また、障害者の就労に詳しい埼玉県立大学の朝日雅也教授は「障害のあるなしに関わらず、働くことは収入を得るだけでなく社会とつながるという大切な役割があります。重い障害があっても働ける仕組みがあれば、これまで働くことを諦めていた人の背中を押すことにもつながると思います」と話し、全国どこでも同じサービスが受けられるよう、国の制度の見直しが必要だと訴えます。

食べたいものを食べたい時に

私が猪瀬さんのアパートを取材で訪れたのはお昼のごはんどきでした。
この日のメニューは大好物のオムライス、猪瀬さんがケチャップの量や卵の焼き具合など、細かいお願いをしながらヘルパーに作ってもらっていました。
猪瀬さんは午前と午後の仕事の合間の1時間に、慌ただしく昼食やトイレを済ませなければなりません。

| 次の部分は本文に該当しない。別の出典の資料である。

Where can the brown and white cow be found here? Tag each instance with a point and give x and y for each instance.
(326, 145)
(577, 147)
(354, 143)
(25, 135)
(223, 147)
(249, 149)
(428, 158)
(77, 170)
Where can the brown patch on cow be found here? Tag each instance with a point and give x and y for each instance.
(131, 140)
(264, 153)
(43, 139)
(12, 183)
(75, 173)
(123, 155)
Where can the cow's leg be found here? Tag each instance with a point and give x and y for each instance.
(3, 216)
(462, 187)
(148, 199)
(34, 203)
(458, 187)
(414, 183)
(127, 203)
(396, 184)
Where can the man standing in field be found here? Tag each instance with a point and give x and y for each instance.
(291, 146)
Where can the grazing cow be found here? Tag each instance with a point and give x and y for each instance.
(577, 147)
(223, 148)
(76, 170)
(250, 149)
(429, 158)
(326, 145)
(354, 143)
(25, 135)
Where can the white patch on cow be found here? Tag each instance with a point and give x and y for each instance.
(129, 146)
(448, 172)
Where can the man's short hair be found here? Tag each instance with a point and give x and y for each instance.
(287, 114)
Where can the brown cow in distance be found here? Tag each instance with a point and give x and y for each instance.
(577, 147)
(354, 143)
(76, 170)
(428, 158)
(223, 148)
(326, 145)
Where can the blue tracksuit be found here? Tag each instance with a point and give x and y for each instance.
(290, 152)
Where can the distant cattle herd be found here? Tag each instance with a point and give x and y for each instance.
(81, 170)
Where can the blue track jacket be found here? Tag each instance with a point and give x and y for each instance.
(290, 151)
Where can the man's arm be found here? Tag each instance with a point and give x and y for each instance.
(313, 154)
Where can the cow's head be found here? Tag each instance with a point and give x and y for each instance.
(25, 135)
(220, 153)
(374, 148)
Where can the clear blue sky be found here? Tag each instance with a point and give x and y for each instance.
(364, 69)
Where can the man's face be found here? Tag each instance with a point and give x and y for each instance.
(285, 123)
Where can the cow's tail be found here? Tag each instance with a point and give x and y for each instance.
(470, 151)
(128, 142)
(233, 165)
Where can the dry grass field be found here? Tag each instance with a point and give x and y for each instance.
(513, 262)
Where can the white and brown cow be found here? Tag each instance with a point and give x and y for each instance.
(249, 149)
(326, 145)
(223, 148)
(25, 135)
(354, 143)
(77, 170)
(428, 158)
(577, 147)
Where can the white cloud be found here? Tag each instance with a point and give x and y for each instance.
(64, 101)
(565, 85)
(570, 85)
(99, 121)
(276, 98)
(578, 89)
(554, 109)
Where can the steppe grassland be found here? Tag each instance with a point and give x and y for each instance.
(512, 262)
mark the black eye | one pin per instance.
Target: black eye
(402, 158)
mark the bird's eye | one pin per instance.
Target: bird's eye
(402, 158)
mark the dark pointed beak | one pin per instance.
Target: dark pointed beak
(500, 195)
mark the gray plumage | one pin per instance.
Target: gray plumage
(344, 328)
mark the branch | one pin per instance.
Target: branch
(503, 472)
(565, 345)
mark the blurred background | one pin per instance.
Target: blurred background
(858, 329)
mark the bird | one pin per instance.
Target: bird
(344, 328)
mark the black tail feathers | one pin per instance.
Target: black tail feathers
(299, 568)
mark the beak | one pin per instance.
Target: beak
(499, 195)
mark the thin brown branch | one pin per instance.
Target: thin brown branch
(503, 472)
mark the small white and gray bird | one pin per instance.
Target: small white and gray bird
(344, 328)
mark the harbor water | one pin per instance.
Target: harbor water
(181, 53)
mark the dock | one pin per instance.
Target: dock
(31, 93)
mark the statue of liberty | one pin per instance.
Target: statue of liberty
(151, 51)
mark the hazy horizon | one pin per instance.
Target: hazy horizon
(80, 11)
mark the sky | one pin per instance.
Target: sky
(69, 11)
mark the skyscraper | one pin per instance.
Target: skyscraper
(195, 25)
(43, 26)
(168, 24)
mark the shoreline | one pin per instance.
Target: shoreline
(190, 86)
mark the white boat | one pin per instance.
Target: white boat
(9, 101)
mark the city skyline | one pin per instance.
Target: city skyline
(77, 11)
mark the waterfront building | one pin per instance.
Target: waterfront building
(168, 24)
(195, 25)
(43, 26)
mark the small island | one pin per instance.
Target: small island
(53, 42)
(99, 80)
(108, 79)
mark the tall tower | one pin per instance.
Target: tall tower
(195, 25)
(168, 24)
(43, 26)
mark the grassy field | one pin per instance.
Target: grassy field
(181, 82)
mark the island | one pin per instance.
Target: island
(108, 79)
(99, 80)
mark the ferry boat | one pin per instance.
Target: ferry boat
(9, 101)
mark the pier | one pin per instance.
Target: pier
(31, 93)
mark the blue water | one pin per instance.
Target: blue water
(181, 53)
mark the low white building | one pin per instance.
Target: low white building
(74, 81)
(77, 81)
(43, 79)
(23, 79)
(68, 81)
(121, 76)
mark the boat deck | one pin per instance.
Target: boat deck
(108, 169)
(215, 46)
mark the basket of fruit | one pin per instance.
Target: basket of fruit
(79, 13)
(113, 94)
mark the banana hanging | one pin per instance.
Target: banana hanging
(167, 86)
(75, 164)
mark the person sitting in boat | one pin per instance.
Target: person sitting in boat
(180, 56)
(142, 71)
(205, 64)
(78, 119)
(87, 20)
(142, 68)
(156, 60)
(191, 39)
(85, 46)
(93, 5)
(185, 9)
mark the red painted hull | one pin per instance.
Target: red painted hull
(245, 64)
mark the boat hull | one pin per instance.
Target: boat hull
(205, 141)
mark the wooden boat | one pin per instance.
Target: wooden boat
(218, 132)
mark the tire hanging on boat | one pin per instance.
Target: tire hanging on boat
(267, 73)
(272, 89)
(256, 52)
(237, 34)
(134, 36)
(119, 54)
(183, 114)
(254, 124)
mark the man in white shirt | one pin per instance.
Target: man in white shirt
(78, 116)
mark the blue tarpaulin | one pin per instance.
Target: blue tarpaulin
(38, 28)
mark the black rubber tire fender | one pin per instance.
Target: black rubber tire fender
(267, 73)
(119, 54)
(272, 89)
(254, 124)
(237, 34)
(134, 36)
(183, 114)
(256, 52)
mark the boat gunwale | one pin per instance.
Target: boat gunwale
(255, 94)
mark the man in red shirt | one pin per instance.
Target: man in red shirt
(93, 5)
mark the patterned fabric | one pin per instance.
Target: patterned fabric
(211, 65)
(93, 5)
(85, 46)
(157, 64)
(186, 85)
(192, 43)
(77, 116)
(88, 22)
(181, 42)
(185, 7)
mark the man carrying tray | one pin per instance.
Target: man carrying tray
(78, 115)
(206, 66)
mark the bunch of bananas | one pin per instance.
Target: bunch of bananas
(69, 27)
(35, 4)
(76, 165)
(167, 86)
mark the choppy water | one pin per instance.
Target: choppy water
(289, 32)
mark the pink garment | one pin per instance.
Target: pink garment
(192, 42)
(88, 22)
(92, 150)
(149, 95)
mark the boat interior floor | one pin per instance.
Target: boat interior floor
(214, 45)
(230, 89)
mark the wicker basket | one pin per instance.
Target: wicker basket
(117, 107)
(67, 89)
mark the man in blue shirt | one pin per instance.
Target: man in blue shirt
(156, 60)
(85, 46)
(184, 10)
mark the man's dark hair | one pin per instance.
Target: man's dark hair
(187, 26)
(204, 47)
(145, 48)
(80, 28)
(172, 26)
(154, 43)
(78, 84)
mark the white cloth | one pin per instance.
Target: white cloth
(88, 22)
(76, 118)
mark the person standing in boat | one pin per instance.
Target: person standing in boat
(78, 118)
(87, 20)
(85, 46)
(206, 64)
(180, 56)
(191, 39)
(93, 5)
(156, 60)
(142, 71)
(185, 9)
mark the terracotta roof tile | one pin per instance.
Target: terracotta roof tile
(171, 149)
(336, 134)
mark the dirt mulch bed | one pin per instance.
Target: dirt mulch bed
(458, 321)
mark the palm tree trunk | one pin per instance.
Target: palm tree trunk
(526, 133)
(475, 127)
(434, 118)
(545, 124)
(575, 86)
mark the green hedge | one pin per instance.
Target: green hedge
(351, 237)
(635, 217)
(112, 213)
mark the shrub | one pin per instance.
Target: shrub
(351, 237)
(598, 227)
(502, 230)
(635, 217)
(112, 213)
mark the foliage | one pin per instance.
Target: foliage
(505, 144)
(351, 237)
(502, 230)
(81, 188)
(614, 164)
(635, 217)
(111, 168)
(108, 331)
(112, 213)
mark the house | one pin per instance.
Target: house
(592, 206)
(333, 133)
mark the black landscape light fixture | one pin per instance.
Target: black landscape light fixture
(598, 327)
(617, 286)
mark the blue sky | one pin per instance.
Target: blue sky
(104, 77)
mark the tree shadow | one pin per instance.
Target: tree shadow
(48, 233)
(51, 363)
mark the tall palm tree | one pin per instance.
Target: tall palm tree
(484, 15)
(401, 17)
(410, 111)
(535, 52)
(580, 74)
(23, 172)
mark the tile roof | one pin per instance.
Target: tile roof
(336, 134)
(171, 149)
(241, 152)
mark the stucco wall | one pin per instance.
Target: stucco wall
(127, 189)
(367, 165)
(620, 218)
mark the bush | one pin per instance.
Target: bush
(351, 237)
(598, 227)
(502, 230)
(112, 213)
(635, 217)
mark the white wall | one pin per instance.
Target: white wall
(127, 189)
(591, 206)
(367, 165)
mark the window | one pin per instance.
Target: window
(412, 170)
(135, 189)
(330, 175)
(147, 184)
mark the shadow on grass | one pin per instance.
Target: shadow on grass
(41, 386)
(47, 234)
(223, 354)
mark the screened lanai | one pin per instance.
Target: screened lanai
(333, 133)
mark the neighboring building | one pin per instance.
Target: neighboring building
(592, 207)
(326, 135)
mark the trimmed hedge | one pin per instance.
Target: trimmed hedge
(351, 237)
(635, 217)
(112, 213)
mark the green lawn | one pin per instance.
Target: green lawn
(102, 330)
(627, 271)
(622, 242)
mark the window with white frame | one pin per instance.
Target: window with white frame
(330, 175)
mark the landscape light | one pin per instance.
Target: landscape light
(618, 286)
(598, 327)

猪瀬さんは、「10年間、入院していた頃、パリッと焦げ目がついたウインナーを食べるのが夢でした。食べたいものを食べたい時に食べる。ずっと、これがしたかったんです。ささやかではありますが、自立して生活していくことに幸せを感じています」と話していました。

10代のほとんどを病院のベッドで過ごした猪瀬さん。「重い障害があってもあきらめずに自分らしく生きること、自立できることを多くの人に知ってほしい。そして、働くことで社会と関わり、社会に貢献していきたいです」と話していました。